Value Pricing: When ‘Cost Plus’ is Irrelevant

Setting a price tag to an intangible tech product is a challenge for most companies. While it is easy to set price levels for manufactured goods just by calculating raw material, manufacturing, and logistic costs; it is far more complex to come up with a price in SaaS business models. One needs to think long term and be strategic when doing that.

The most common framework these days is estimating the monetary value created for the customer first, and then using this as an input to come up with a price.

Most SaaS companies utilize the 10x rule. They aim to offer an ROI of 10, by pricing their service at 1/10 of the value they create for the customer. This mindset helps their salespeople too, no decision-maker can say ‘no’ to 10x ROI!

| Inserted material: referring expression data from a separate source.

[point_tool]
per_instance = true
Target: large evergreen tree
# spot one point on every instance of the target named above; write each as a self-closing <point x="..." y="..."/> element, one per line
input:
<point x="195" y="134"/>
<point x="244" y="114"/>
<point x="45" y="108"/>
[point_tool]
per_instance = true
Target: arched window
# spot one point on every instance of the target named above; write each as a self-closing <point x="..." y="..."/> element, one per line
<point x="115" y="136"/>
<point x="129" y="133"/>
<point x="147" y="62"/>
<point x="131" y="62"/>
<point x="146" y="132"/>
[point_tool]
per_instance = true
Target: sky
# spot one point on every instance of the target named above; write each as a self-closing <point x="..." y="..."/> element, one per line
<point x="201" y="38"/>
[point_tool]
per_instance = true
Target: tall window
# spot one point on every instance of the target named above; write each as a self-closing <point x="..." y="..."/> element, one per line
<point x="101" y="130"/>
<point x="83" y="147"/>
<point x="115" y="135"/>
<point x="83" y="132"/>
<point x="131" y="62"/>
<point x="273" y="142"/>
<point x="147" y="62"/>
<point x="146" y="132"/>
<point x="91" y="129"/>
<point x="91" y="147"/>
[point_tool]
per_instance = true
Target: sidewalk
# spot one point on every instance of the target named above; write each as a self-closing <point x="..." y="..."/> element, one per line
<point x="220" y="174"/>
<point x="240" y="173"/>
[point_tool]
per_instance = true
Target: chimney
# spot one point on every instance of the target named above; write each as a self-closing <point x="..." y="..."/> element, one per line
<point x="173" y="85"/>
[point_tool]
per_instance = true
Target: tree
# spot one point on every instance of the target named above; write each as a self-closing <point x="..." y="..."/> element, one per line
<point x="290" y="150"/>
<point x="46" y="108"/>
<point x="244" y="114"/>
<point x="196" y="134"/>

This also explains why SaaS companies offer different price levels to different customers groups; geographically, demographically or economically. If the perceived value of a certain product is not same for different groups of customers, then they shouldn’t be getting different prices as well. Tinder, the most popular dating app, for example uses this method. Thanks to the huge amount of historical like/dislike data and other personal information such as age and gender, tinder assigns a different ‘market value’ or ‘attractiveness score’ to each user. When they want to upgrade to the premium, those with higher attractiveness will receive a cheaper price, simply because they don’t need the app as much as other people(less attractive ones) on the app need.